Powstaje pytanie: czy fakt, że strzelanie wydaje się w dużej mierze funkcjonować jako komplikacja w narracji Rachel celowo - lub nawiasem mówiąc, oświadczenie o białych przywilejach? Czy mamy zamiar sympatyzować z Rachel, która wylewa jej pigułki uspokajające do komnatowej sali więziennej podobnej do więziennej celi (naprawdę?), Czy też mamy myśleć o tym, co zrobiła jako zrzeczenie się odpowiedzialności? Jest Nierealny celowo osłabiając oświadczenie o brutalności policji Wieczny… zrobić coś w rodzaju meta-oświadczenia?
Możliwe, że będzie to jedno i drugie. Nasze serce słabo kieruje się do wielu różnych ludzi w tym chaotycznym epizodzie, być może powracającym, gwałcicielem Adamowym. Jak już dawno zrozumieliśmy, Nierealny nie ma bohaterów i wydaje się, że ma na celu komplikowanie jakiejkolwiek formy lojalności wobec niektórych postaci w danym momencie. Być może ta komplikacja jest kolejnym przykładem.
Ale w tym odcinku trudno nie poczuć, że showrunners Noxon i Shapiro wędrowali do tej fabuły w sposób niewrażliwy i wycofali się z niej jeszcze bardziej niewygodnie. Czuje, że jest to kolejna ważna rzecz Wieczny…: kontynuacja samobójstwa z zeszłego sezonu, jedyna rzecz, która może być bardziej popieprzona.
Oczywiście, Wieczny… nie jest serialem o brutalności policji, ani nie jest Nierealny. Jedna dotyczy pary pozorowanej, która się spotyka, a druga dotyczy Rachel i Quinna. Ale co mamy myśleć o tym, że Rachel może od tego uciec - i niewątpliwie uciec jej śmiercionośną sztuczką? Czy jesteśmy bardziej zarozumiali na temat tempa pokazu - w przerażającej tragedii, jako wątku fabularnym - czy w świecie serialu? Jak autorefleksyjny i samoświadomy jest Nierealny, naprawdę?
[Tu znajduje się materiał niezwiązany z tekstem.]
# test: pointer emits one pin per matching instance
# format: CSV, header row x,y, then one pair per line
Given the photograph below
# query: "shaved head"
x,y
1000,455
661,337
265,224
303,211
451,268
Być może mamy myśleć o tym Nierealny jako rodzaj mikrokosmosu społeczeństwa w tym przypadku: chwila żałoby i winy za naszą własną rolę w tworzeniu kultury, która sprawia, że takie przerażające zdarzenia są możliwe, a potem z powrotem do pracy jak zwykle. W pewnym sensie zawsze było to pęknięte lustro dla białej, patriarchalnej i krótkowzrocznej Ameryki. A może nieprzyjemny import tego odcinka to nieszczęśliwy wypadek. Zajmie co najmniej kilka ostatnich odcinków Nierealny w celu wyjaśnienia.
„Straszne historie do powiedzenia w ciemnościach” zatrudniają pisarzy „The Lego Movie”
Guillermo del Toro ogłosił wczoraj, że Dan i Kevin Hageman - jego zespół pisarski na swoim pokazie Netflix - dołączą do niego w Scary Stories do Tell in the Dark. Bracia Hageman są najbardziej znani z pisania filmu Lego, innego projektu inspirowanego dziełami dla dzieci. „Odpowiedni do tego materiału był tylko ...
Badania NASA pokazują, że obce życie może być oddychaniem żelazem
Nie wstrzymuj oddechu, ale tlen może nie być tak istotny dla życia biologicznego, jak kiedyś sądziliśmy. Para nowych prac pokazuje, w jaki sposób pewne mikroby ewoluowały zdolność wysysania energii z żelaza, podobnie jak w przypadku tlenu. Maleńkie stworzenia od dawna istniały w pęknięciach ziemi i mogły ...
Joss Whedon uważa, że najgorszy możliwy mściciel powinien być prezydentem
Joss Whedon ujawnił, że wierzy, że Hawkeye, najgorszy mściciel, powinien być prezydentem Stanów Zjednoczonych.